A chill breeze, that would be considered negligible at St Andrews but at Augusta rendered the ever treacherous greens more unreceptive than ever, made it abundantly clear to the whole field that par would be an excellent score.

Outwardly at least, nothing much has changed with Lyle over these fallow years. His first drive was long and straight and the subsequent steepling pitch set up a chance for a birdie three from 15 feet. But the putt, as they frequently do these days, slipped by the hole.

Yesterday the broom-handle was left in the locker in favour of a conventional putter, but that does not mean to say that it days are necessarily numbered.
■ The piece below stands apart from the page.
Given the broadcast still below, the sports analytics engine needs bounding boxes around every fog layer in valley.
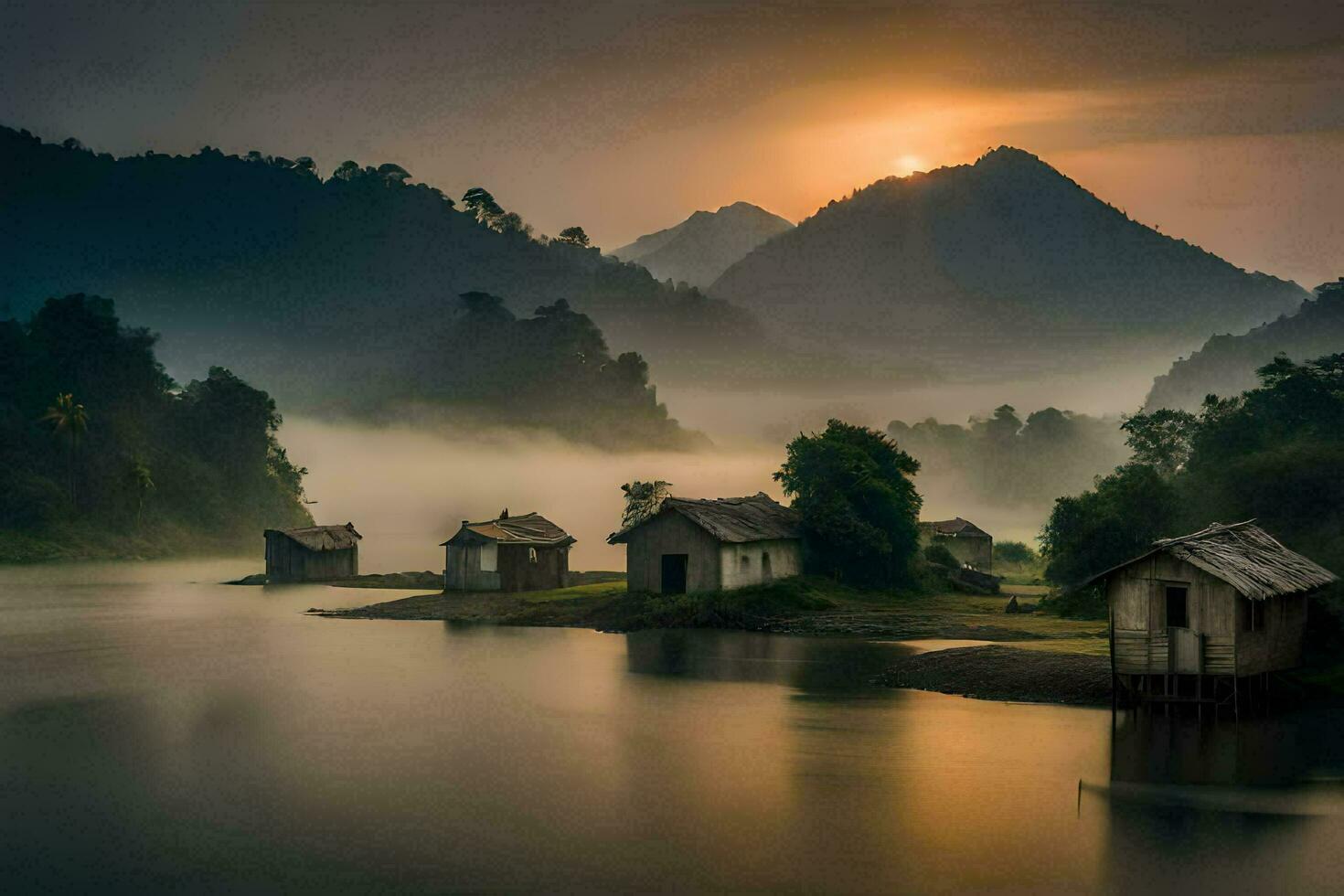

Lyle will pretty much try anything that might enable him to rediscover the magic. The reason why was succinctly demonstrated when he three-putted the third and missed from three feet at the seventh, neither being a heinous offence at Augusta but no more acceptable for that.

Sandy has a perfect sponsorship. His shirt logo proclaims Lyle-Scot, both his name and nationality. He strolls down the fairway with that familiar, almost endearing, ambling gate, yesterday chatting amicably between shots to his playing partner, Mark Calcavecchia.
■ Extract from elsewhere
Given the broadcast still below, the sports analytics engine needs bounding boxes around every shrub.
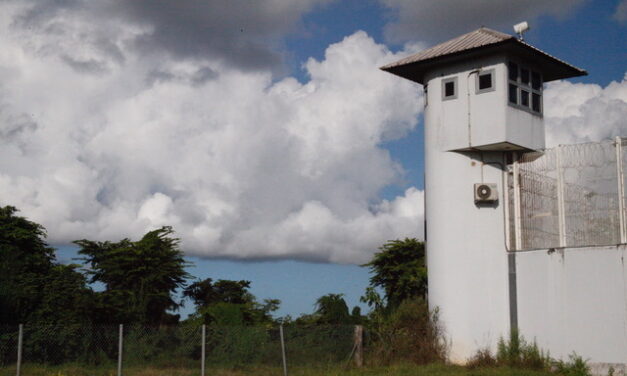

Nine years ago, Lyle beat Calcavecchia by a stroke to win the Masters with the assistance of that bunker shot from the fairway trap on the 18th that set up his clinching, audacious, breathtaking birdie from 10 feet. It was his third win of the fledgling season in the States. He was the first Briton to don the champion's green jacket. He led the money list. He was the best golfer in the world.

"He should go back to Europe," said Calcavecchia ruthlessly. He did. Now he is trying primarily to make his way on the US tour once again, but he would love to go back to the game he had in '88. As it was he reached the turn in 38, better than most of the field. Most of the field to that point.

Even at his best it used to be said that Lyle's swing had more planes than Heathrow. One of his plethora of teachers, Simon Holmes, recently opined: "Sandy has always had a bad swing. Now he has a bad swing that he thinks about."

When he puts in an encouraging performance it is only effervescent improvement. At the Players' Championship two weeks ago, he started with the fizz and then fizzled out. He opened with a 68 and closed with an 80. This week at Augusta, the fear has to be that he has got his good round in before the first round. On Wednesday, he became the first European to win the traditional par-three tournament, with a five-under-par 22.

History says the man who wins that cannot go on to win the real thing, but no one expects Sandy to do that anyway. He has not won a tournament since the 1992 Volvo Masters. In eight American tournaments in 1997 he has missed three cuts and has not been placed higher than 18th.

Lyle has known the best of times in golf, and also the most frustrating. But whatever the fluctuations in his game, the one thing that has never changed has been the amenable fashion in which he has dealt with both the rough and the fairway. At that at least, he remains the champion.